Exit Strategies in the Veterinary Business

What is a Business Exit Strategy?

What is a business exit strategy? It is a strategic plan for selling ownership in a company to investors or other companies. The owner may exit for different reasons, depending on how the business performs. If practice is successful, an owner can make a substantial profit from the sale, especially in the current veterinary consolidation boom. In the case of business difficulties, an exit strategy may help to limit losses and allow the owner to focus on the clinical side of things leaving the business aspect of it to others.

In the veterinary space, selling a practice is a process that requires planning ahead. Ideally, your exit strategy should be ready before you open the practice as it may influence many business development decisions down the road. We will address types, components, and the importance of the business exit strategy.

Types of Exit Strategies

There are internal and external types of exit strategies for businesses. You can choose what best suits your practice depending on the goal you establish. Here is the list of the most common exit strategies in veterinary medicine for you to consider when planning and executing your departure:

  1. Merger and acquisition (M&A). You can sell your practice to a corporation or practice broker or merge with another clinic to form a network If you decide to merge with a bigger corporation, keep in mind that it most likely has a centralized management system, and your practice will need to adapt to culture and policies.
  2. Sell your practice to an individual. This approach is not a part of mergers and acquisitions as it does not combine several entities into one. This may be one of the more preferable solutions for owners who care the most about the cultural values being retained after the sale. You can choose an individual who is more interested in the operational side of the business and can scale it. Quite often, a newly minted DVM joins the practice after graduation, and in a few years, make a deal with the current owner to take over the practice.

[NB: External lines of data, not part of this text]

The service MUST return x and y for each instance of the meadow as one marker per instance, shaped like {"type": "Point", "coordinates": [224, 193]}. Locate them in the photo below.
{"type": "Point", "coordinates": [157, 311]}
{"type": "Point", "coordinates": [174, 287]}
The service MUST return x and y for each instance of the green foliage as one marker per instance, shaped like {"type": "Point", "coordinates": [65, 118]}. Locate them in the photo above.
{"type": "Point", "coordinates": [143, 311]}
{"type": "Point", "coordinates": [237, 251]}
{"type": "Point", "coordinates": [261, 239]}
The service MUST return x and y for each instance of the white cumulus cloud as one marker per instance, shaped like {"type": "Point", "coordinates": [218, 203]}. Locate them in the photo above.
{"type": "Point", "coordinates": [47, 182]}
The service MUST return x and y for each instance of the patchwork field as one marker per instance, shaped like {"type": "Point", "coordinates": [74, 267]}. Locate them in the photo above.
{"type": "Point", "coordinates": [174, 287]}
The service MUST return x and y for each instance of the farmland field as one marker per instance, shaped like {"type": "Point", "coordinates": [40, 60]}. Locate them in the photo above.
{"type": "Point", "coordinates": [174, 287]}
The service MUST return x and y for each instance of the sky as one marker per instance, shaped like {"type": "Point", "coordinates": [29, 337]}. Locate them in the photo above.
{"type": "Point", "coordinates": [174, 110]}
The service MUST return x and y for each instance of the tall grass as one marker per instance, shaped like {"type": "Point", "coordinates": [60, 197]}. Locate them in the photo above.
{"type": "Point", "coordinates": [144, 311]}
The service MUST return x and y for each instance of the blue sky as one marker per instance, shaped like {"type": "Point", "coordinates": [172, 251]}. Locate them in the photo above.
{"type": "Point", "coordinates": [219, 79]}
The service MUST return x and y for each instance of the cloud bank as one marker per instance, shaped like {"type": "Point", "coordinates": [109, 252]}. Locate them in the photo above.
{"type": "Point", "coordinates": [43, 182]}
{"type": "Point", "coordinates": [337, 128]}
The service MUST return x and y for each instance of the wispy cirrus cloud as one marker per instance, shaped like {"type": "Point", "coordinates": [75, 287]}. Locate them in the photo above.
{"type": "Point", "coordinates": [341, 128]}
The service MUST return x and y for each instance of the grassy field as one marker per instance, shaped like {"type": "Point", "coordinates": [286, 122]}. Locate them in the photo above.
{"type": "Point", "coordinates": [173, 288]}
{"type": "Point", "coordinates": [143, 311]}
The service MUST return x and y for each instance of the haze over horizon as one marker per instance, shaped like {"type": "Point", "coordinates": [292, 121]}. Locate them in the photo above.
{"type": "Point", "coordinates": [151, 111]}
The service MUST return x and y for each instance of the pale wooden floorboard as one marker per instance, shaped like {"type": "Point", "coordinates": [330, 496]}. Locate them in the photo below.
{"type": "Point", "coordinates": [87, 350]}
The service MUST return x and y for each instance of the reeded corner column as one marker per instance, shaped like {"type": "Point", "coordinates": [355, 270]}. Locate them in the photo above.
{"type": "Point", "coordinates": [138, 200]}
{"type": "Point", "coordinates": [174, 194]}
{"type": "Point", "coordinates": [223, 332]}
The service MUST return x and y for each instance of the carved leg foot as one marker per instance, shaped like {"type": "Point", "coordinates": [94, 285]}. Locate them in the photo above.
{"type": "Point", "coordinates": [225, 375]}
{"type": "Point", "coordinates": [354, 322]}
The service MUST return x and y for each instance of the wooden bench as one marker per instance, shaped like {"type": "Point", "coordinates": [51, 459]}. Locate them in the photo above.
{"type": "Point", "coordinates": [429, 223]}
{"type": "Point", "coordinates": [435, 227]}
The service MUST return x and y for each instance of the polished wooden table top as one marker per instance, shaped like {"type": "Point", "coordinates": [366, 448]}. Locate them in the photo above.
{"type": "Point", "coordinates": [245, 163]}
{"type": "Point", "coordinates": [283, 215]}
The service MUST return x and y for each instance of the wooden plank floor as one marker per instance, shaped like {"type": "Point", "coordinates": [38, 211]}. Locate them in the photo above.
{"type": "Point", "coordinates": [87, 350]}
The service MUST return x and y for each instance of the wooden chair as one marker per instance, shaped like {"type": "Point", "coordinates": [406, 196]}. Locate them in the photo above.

Why a Business Exit Strategy is Important for Your Practice

For practice owners, liquidation of the practice is a difficult choice, considering the effort and time that is dedicated to growing a business. When you decide to retire or to sell the practice, it is important to know who you can trust. Knowing where you want your practice to end up, and choosing an appropriate organization or individual who will run it, is crucial.

The most optimal way to achieve this is to find a buyer who shares the same culture and philosophy. This will ensure your practice ends up in the best hands, and the transaction process will cause only minor disruption  to the practice,

In addition, the exit strategy for your practice helps to secure your financial future. A well-planned exit strategy can bring numerous benefits, including optimization of the sweat equity invested in the practice and minimization of the tax burden

Whatever reason you have for selling — business or personal —  having a playbook beforehand will keep your mind at ease, even if your “playbook” is just half-a-page of text. If you are forced to quickly sell your practice and do not have an exit strategy planned, the valuation of the clinic can be jeopardized and the chances of your legacy ending up in the wrong hands are greater.

Components of the Exit Strategy

4 components of the exit strategy
Can you guess which is which?

To ensure your exit strategy is successful, you should consider the following exit strategy components:

  1. Define the goal. Understanding what you want to achieve as a business owner is essential. You should think about yourself, your heir(s), and the practice when you decide to extricate yourself from it. Clearly-defined goals will help you to choose the best strategy.
  2. Optimize the value. Future buyers will be interested in financial statements and other documents. However, EBITDA is the number that buyers pay the most attention to, as it reflects the most accurate profitability of your practice. Try to maintain EBITDA that will leave you with a profit and employ tactics to optimize it in advance. One of the most significant stages in the sales process is its appraisal and preparation for the sale. Both of these steps are crucial if you want your practice to succeed and yield the most profit for yourself. If you don’t want to do all of this number-crunching yourself, talk to your account or attorney. Discuss your long-term goals with them and let them help you set up a succession plan.
  3. Target exit date. Selling a practice is not a short process. Keep in mind that it can take up to a year for a sale to go through, so make sure to plan an exit in advance. Having a timeframe in mind will minimize the stress for you, your family, and your team.
  4. Sufficient time to execute the plan. Unforeseen circumstances can force you to sell the practice, so planning and preparedness for a sale will help you to end up with more profit.

Make a priority to develop an exit strategy that will protect you and your practice in the future. As we live in uncertain times, anything can happen. Being prepared will put you in an advantageous position and will minimize the stress when you decide it is time to sign one of the most important deals of your veterinary career.

Exit Strategy Summary

So whether you decide to sell your practice to a consolidation group or a new private owner, you should keep your attitude as professional as possible, even though it’s your “baby.” Consider the real reason behind your decision, and make sure it’s the right one for you. A common question that potential buyers will ask is, “Why are you selling your clinic?” When you answer it for yourself honestly, the rest will just fall in place.